Anak, Televisi, dan Buku


Keakraban anak dengan televisi sudah sedemikian menghakhawatirkan. Adalah benar bahwa TV sebagai   suatu produk teknologi bersifat netral. Manusialah yang membuatnya bermanfaat atau bermadlarat. Namun fakta menunjukkan bahwa TV lebih banyak memberi ”candu” dan ”racun” dibanding memberi ”madu” dan ”susu”. Kekerasan fisik, pornografi, gosip, budaya asing yang destruktif menjadi menu harian yang tak terhentikan oleh siapapun. Atas nama pasar semua menjadi halal, normal dan legal.  

“Yang tidak diajarkan televisi adalah cara membunuh televisi”. Begitu kata Taufik Ismail dalam bait syairnya Malu Aku jadi Orang Indonesia.

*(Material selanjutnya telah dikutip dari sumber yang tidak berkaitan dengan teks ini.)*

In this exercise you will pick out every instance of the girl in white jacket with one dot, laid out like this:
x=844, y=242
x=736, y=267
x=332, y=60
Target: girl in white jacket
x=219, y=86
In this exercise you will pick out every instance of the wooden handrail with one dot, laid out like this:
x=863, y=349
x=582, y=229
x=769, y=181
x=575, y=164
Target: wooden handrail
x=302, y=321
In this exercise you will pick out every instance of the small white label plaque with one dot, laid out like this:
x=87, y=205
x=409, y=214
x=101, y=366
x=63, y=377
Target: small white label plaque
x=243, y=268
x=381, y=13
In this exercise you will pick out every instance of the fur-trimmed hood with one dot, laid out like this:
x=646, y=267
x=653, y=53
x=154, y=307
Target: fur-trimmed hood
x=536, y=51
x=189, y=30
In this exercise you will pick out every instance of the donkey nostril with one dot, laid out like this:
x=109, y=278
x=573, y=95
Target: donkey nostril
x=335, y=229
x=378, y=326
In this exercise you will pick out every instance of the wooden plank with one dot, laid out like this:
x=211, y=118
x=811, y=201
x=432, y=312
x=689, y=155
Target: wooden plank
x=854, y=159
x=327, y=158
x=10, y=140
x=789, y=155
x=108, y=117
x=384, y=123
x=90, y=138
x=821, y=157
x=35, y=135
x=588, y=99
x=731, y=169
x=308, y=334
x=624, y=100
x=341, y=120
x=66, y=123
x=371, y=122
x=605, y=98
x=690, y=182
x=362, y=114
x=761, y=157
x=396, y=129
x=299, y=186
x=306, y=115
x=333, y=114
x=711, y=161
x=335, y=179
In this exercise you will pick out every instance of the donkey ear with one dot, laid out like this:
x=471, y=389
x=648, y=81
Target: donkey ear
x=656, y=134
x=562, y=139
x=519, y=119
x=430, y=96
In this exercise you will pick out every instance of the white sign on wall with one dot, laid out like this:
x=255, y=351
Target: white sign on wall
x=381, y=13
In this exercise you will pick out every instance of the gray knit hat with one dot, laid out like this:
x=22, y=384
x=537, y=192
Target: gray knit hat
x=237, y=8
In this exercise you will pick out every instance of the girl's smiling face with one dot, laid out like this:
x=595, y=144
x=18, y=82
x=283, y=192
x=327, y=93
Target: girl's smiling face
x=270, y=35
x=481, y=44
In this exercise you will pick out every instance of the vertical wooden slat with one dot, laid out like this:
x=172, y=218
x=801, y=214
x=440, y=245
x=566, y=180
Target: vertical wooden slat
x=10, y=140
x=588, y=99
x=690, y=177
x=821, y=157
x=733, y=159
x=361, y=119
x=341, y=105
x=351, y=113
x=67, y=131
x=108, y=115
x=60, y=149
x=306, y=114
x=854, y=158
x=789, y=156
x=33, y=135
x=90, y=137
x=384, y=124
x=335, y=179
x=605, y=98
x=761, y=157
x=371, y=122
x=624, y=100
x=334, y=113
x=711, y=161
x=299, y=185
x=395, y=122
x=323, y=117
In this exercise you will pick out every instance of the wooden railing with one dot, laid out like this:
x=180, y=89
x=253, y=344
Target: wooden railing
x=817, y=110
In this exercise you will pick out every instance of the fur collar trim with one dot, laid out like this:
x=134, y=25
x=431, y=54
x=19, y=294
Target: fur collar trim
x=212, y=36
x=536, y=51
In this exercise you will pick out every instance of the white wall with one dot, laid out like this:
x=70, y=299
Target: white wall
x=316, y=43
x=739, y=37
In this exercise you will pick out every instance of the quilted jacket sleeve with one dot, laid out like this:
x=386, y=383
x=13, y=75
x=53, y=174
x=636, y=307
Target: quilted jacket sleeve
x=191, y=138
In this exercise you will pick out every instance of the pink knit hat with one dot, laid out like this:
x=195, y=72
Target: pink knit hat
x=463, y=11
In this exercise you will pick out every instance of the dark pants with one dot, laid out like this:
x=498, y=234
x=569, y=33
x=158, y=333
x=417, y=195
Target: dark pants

Sang Penyair angkatan ’66 itu bukan sembarang menuduh, melainkan mengekspresikan kegemasan dan kecemasan yang tak terkira.  

Pengasuh itu bernama TV
Banyak orang tua yang merelakan anaknya “diasuh” oleh kotak ajaib yang bernama televisi (TV). Bahkan, ada yang sejak usia balita sudah “diasuh” TV. Semakin jamak saja orang tua yang merasa “nyaman” manakala anak tidak banyak berulah karena begitu “khusyu’nya bercengkerama dengan TV. Tidak perlu dikhawatiri bahwa anak akan bermain di luar dan melakukan hal-hal membahayakan. Cara berpikir seperti ini laksana melepas anak dari mulut harimau dan memasukkan mereka ke mulut buaya.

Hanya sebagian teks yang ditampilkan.